Test specimens were molded at 320 ° C. and a mold temperature of 150 ° C., and the mechanical properties, frictional properties, adhesiveness, etc. were measured. Table 1 shows the results. As a comparative example, a test piece was similarly molded from a composition containing no component (B) or (C), and a test was conducted.
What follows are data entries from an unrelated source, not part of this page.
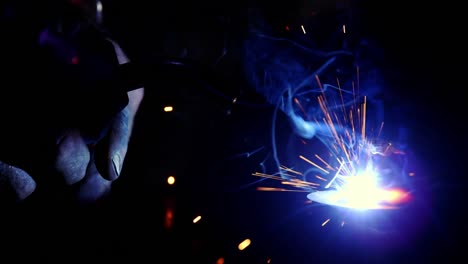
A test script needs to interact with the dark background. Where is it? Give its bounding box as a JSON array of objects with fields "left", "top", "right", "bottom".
[{"left": 1, "top": 1, "right": 466, "bottom": 263}]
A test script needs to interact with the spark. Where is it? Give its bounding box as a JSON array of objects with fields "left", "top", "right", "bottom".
[
  {"left": 193, "top": 215, "right": 201, "bottom": 224},
  {"left": 322, "top": 218, "right": 330, "bottom": 226},
  {"left": 253, "top": 69, "right": 409, "bottom": 210},
  {"left": 237, "top": 238, "right": 252, "bottom": 251}
]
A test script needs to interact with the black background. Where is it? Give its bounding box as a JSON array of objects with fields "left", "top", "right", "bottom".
[{"left": 2, "top": 1, "right": 466, "bottom": 263}]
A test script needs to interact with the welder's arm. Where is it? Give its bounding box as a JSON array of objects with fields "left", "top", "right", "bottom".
[{"left": 62, "top": 41, "right": 144, "bottom": 201}]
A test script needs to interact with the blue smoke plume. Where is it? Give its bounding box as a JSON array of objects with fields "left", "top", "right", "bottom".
[{"left": 244, "top": 8, "right": 384, "bottom": 179}]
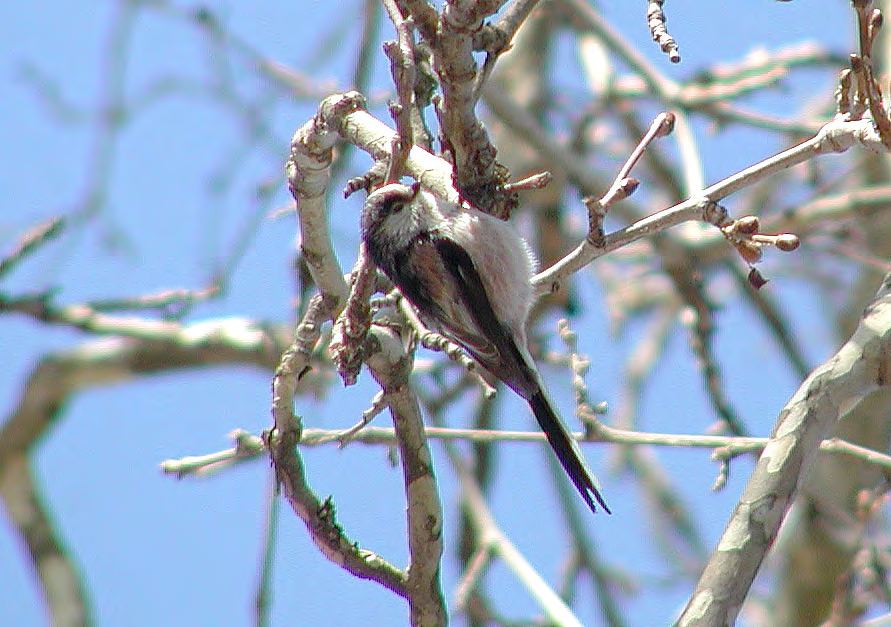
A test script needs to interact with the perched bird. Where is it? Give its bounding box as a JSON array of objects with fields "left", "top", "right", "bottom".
[{"left": 362, "top": 183, "right": 610, "bottom": 513}]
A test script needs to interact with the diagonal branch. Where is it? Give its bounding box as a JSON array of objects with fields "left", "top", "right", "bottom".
[{"left": 678, "top": 275, "right": 891, "bottom": 627}]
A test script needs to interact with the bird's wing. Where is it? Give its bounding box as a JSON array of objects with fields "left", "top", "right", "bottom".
[{"left": 393, "top": 237, "right": 610, "bottom": 512}]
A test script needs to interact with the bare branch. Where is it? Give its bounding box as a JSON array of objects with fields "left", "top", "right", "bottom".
[{"left": 678, "top": 275, "right": 891, "bottom": 626}]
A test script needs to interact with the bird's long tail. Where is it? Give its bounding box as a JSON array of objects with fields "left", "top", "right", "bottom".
[{"left": 529, "top": 387, "right": 612, "bottom": 514}]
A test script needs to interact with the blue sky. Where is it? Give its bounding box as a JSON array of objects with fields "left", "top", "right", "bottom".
[{"left": 0, "top": 0, "right": 852, "bottom": 626}]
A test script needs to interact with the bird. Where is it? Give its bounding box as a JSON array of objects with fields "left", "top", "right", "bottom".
[{"left": 361, "top": 183, "right": 611, "bottom": 513}]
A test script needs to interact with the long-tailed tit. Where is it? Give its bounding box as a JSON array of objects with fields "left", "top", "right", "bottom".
[{"left": 362, "top": 183, "right": 609, "bottom": 512}]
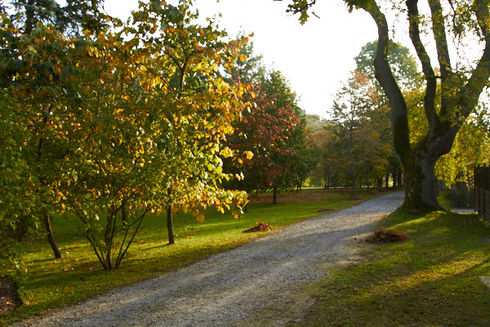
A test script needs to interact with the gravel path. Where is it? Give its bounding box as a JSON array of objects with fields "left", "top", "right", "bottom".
[{"left": 18, "top": 193, "right": 402, "bottom": 327}]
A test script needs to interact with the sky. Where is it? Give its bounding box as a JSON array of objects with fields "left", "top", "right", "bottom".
[{"left": 105, "top": 0, "right": 377, "bottom": 117}]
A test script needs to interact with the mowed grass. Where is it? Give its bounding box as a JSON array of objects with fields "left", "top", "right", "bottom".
[
  {"left": 294, "top": 211, "right": 490, "bottom": 327},
  {"left": 0, "top": 190, "right": 373, "bottom": 325}
]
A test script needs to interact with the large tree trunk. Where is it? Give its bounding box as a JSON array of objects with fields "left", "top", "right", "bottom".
[
  {"left": 356, "top": 0, "right": 490, "bottom": 210},
  {"left": 167, "top": 204, "right": 175, "bottom": 245},
  {"left": 404, "top": 154, "right": 440, "bottom": 211},
  {"left": 43, "top": 212, "right": 61, "bottom": 259}
]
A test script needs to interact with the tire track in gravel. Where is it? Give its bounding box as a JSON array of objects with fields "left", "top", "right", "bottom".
[{"left": 17, "top": 193, "right": 403, "bottom": 327}]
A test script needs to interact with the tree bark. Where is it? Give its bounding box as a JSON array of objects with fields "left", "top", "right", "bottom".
[
  {"left": 43, "top": 212, "right": 61, "bottom": 259},
  {"left": 404, "top": 153, "right": 440, "bottom": 211},
  {"left": 167, "top": 204, "right": 175, "bottom": 245}
]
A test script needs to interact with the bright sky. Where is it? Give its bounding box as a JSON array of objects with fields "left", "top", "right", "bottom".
[{"left": 106, "top": 0, "right": 376, "bottom": 117}]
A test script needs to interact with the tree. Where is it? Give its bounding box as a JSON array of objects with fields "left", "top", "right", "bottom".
[
  {"left": 230, "top": 71, "right": 305, "bottom": 203},
  {"left": 130, "top": 1, "right": 251, "bottom": 244},
  {"left": 289, "top": 0, "right": 490, "bottom": 210},
  {"left": 0, "top": 1, "right": 246, "bottom": 270}
]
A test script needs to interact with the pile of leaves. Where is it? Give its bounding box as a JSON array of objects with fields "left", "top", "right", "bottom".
[
  {"left": 366, "top": 229, "right": 408, "bottom": 243},
  {"left": 243, "top": 223, "right": 272, "bottom": 233},
  {"left": 0, "top": 277, "right": 22, "bottom": 315}
]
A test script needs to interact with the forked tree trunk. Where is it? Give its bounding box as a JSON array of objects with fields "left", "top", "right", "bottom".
[
  {"left": 43, "top": 212, "right": 61, "bottom": 259},
  {"left": 356, "top": 0, "right": 490, "bottom": 210}
]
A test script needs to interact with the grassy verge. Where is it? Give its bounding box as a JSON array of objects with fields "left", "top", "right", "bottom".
[
  {"left": 0, "top": 191, "right": 372, "bottom": 325},
  {"left": 292, "top": 211, "right": 490, "bottom": 327}
]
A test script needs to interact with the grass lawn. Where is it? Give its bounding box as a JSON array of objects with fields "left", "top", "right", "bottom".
[
  {"left": 0, "top": 190, "right": 372, "bottom": 325},
  {"left": 295, "top": 211, "right": 490, "bottom": 327}
]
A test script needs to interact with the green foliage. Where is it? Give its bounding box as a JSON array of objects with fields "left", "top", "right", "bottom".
[
  {"left": 0, "top": 1, "right": 246, "bottom": 270},
  {"left": 0, "top": 191, "right": 371, "bottom": 325}
]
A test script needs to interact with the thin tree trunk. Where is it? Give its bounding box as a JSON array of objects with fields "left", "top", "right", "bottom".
[
  {"left": 167, "top": 204, "right": 175, "bottom": 245},
  {"left": 43, "top": 212, "right": 61, "bottom": 259},
  {"left": 24, "top": 0, "right": 35, "bottom": 34}
]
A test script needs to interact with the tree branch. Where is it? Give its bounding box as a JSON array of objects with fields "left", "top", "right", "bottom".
[
  {"left": 406, "top": 0, "right": 439, "bottom": 135},
  {"left": 459, "top": 0, "right": 490, "bottom": 115},
  {"left": 429, "top": 0, "right": 452, "bottom": 78},
  {"left": 358, "top": 0, "right": 411, "bottom": 163}
]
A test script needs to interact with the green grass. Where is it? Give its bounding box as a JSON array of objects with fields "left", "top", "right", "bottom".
[
  {"left": 295, "top": 211, "right": 490, "bottom": 327},
  {"left": 0, "top": 191, "right": 372, "bottom": 325}
]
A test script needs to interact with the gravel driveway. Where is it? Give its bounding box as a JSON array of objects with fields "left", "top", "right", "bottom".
[{"left": 18, "top": 193, "right": 402, "bottom": 327}]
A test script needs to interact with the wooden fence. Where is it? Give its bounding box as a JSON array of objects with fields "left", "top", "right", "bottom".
[{"left": 475, "top": 167, "right": 490, "bottom": 220}]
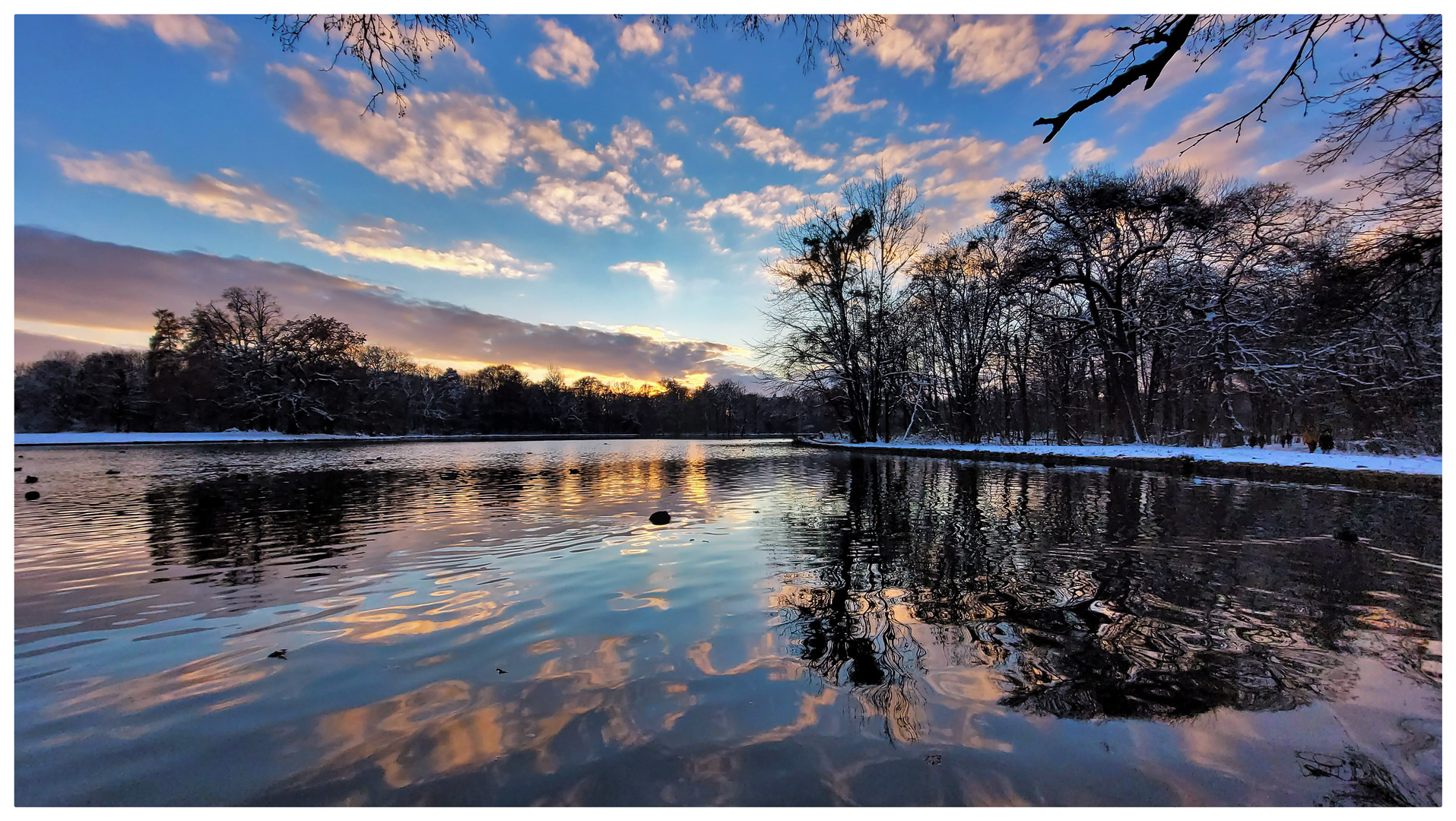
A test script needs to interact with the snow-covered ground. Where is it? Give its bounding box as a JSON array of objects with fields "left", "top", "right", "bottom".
[{"left": 826, "top": 441, "right": 1442, "bottom": 476}]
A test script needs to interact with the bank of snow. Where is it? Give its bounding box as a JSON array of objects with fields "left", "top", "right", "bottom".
[
  {"left": 814, "top": 441, "right": 1442, "bottom": 476},
  {"left": 14, "top": 431, "right": 376, "bottom": 445}
]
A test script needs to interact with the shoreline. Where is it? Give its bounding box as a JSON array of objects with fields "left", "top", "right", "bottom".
[
  {"left": 794, "top": 436, "right": 1442, "bottom": 498},
  {"left": 13, "top": 431, "right": 794, "bottom": 449}
]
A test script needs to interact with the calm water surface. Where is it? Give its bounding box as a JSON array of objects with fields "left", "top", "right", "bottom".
[{"left": 14, "top": 441, "right": 1442, "bottom": 805}]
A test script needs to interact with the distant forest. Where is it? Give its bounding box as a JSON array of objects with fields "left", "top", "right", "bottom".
[
  {"left": 760, "top": 169, "right": 1442, "bottom": 453},
  {"left": 14, "top": 288, "right": 823, "bottom": 436}
]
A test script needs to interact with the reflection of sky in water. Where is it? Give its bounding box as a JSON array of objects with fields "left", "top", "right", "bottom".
[{"left": 16, "top": 441, "right": 1440, "bottom": 804}]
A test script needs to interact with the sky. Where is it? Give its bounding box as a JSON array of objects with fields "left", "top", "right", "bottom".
[{"left": 14, "top": 14, "right": 1374, "bottom": 385}]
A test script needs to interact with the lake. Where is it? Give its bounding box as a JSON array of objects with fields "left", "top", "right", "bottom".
[{"left": 14, "top": 439, "right": 1442, "bottom": 805}]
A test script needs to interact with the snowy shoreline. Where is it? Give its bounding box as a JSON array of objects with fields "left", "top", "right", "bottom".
[
  {"left": 14, "top": 431, "right": 638, "bottom": 447},
  {"left": 805, "top": 439, "right": 1442, "bottom": 476},
  {"left": 14, "top": 431, "right": 791, "bottom": 447},
  {"left": 795, "top": 438, "right": 1442, "bottom": 495}
]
Table 2 shows the results.

The items evaluated and the measuring method are as follows.

Izod impact strength: Izod impact values on the notch side and the anti-notch side were measured according to ASTM D-256.

Tensile test: Tensile strength and tensile elongation were measured according to ASTM D-638.

Friction and abrasion test: Using a Suzuki-type friction and abrasion tester, press the molded product under pressure (10 kg), linear velocity 100 mm / sec.
The dynamic friction coefficient and the specific wear were measured with a contact area of 2.0 cm ² and iron (S55C) as the mating material.

Adhesion: A test piece of ASTM D-638 was bisected at the center, and a silicone adhesive (12X-151, manufactured by Three Bond Co., Ltd.)
(Adhesive area: 1 cm × 2 cm), cured at 150 ° C. for 10 minutes, and then subjected to a tensile test to measure the adhesive strength.

[0023]

[Table 1]

[0024]

[Table 2]

(Note 1) LDPE-g-PS: graft copolymer of low density polyethylene and polystyrene LDPE-g-AS: graft copolymer of low density polyethylene and styrene acrylonitrile copolymer E / GMA-g -PS: Graft copolymer of ethylene-glycidyl methacrylate copolymer and polystyrene E / GMA-g-AS: Graft copolymer of ethylene-glycidyl methacrylate copolymer and styrene-acrylonitrile copolymer

Claims (3)

(57) [Claims] (A) Polyarylene sulfide resin 100
(B) 3 to 70 parts by weight of a polytetrafluoroethylene resin, (C) an olefin polymer or copolymer (a), and a repeating unit represented by the following general formula (1) or (2) 0.5 to 50 parts by weight of a graft copolymer in which one or two or more of the obtained polymers or copolymers (b) are chemically bonded in a branched or crosslinked structure; (D) A slidability-improved polyarylene sulfide resin composition comprising 0 to 400 parts by weight of at least one of fibrous, powdery and platy fillers. (A) The polyarylene sulfide resin is represented by the following formula: The polyarylene sulfide resin composition according to claim 1, which is a polyparaphenylene sulfide having a repeating unit represented by the following formula: 70 mol% or more. 3. The filler (D) is a fibrous filler.
3. The composition according to claim 1, wherein the amount is 10 to 200 parts by weight.
A realylene sulfide resin composition.